No todos en Black Sabbath vivieron ese momento cumbre de la misma manera. “No tenía del todo claro que íbamos a grabar un disco. Nos pasamos por un estudio, pusimos los micros y tocamos. Cuando terminamos pasamos un par de horas doblando algunas guitarras y voces. Por suerte nos dio tiempo de llegar al bar a tiempo”, explicó en su autobiografía un Ozzy siempre fiel a sí mismo y su leyenda. Ward, en cambio, percibió que algo especial había y lo detalló en un reportaje: “Nuestra música era extremadamente sincera. Éramos una banda de la clase obrera, éramos héroes de la clase obrera. Fuimos sinceros desde el comienzo. No tuvimos ninguna especie de arrogancia hacia el público. Éramos muy simples, básicos y escribíamos para la fuerza primaria dentro del corazón de cada persona”. El disco alcanzó el octavo puesto en el UK Album Chart y el 23º en el ranking de Billboard (EE.UU.), aunque las críticas fueron muy negativas.

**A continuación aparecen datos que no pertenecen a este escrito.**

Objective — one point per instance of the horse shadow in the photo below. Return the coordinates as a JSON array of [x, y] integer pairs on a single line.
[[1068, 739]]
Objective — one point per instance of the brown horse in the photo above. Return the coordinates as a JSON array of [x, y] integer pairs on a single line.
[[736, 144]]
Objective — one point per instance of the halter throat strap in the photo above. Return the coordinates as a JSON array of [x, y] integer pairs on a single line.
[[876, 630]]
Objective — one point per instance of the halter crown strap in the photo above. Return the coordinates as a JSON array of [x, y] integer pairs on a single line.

“Black Sabbath” no fue el mejor disco de Black Sabbath. Pero fue la piedra angular desde donde encontraron su identidad y la de todo un género. Entre el terror y el blues hipersaturado, con mucho rock y pinceladas hasta de jazz, cuatro muchachos de Birmingham que hasta hacía poco sólo contaban con un futuro de turnos de 14 horas en una fábrica construyeron un nuevo sentido para sus vidas y ensancharon las fronteras del rock.

El éxito haría que ese mismo año grabaron “Paranoid”, pero esa ya es otra historia. Hoy es el cumpleaños 50 de “Black Sabbath” y es el momento ideal para hacer sonar sus atronadoras canciones a los cuatro vientos.